As for some more respectable “someone from Washington DC”, I can’t help noticing that you didn’t come up with any names. They couldn’t either.
As for Christie, well, the article speaks for itself. But what came across at the time was that Christie really did not want to run and seemed to dislike Romney.
Don’t get me wrong, Ryan was indeed a “strange choice”, but the strangeness was not so much in Romney or even the GOP establishment as in the existential logic of the Republican situation, trying to win a national election while beholden to a rabid, regional base, Shelly Adelson, and the Kochtopus.

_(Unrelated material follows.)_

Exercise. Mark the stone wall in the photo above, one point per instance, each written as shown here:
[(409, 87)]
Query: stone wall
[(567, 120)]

That said, the main difference between most of the Republican establishment and the teahadists is that the former are not insane, not that their goals are really that much different. And there’s a reason their goals are not much different. Until very recently, the establishment viewed the tea party as a powerful tool to help them reach their own goals — and Ryan is a great example of that. So let’s not kid ourselves that about what the Republican makeover is really about.
Satisfied the Beltway and didn’t turn off the teabaggers. Probably the best he could have hoped for given that there wasn’t anyone available that could have turned his campaign into a winner.
That’s about it.
I too think, for the most part, VP selections are pretty unimportant to the average voter unless they are obvious disasters like Palin, or Tom Eagleton.